Das Schlafzimmerfenster ist weit geöffnet. Von draußen dringt Vogelgezwitscher an mein Ohr. Kein Straßenlärm, heute ist Sonntag. >> Marlene, es ist alles in Ordnung <<, rede ich mir ein. Das Vogelgezwitscher klingt etwas anders als sonst. Der Traum ist wieder präsent, aber ich stelle zufrieden fest, dass es so schön ist, ihn, Philip, losgeworden zu sein. Dieser Gedanke versetzt mich in ein Glücksgefühl und ich bin nun richtig wach. Am Bettrand lasse ich die Beine baumeln und strecke mich genüsslich. Dann stehe ich auf. Mein erster Gang führt mich ans Fenster und ich schaue hinaus auf den Parkplatz. Siehe da, mein Auto steht dort sehr ordentlich abgestellt.
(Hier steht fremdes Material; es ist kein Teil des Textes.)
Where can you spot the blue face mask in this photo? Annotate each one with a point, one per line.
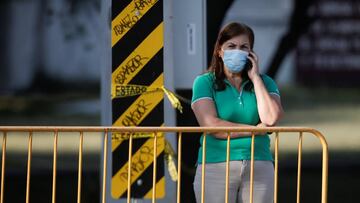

Aus dem schwarzen Sportwagen ist ein schwarzer Kleinwagen mit schwarzer Innenausstattung geworden. Schade, ein Teil des Traumes hätte ruhig Wirklichkeit bleiben können. Mir fällt auf, wie perfekt er eingeparkt ist. Genau zwischen den weißen Linien der Parkplatzbegrenzungen und sogar rückwärts. >> Wie bin ich in der letzten Nacht nach Hause gekommen? <<, bruchstückhaft bis gar nicht erinnere ich mich an den gestrigen Abend. Auf keinen Fall bin ich selbst gefahren! Ich hoffe, so war es auch! Das Auto muss jemand anderes so fabelhaft eingeparkt haben. Es steht so perfekt auf seinem Platz, dass es doch möglich ist, leicht in das Auto einzusteigen. Nicht wie so oft, dass das Nachbarauto zu dicht an meinem heran geparkt wurde und ich die Tür nicht weit genug öffnen kann, um bequem einsteigen zu können. In diesen Fällen hilft nur, Bauch einziehen, Luft anhalten und sich mit seitlichen Schiebebewegungen durch die schmale Öffnung zu schieben. Zum Schluss der Blick zum anderen Auto. Pu, geschafft, kein Kratzer zu sehen.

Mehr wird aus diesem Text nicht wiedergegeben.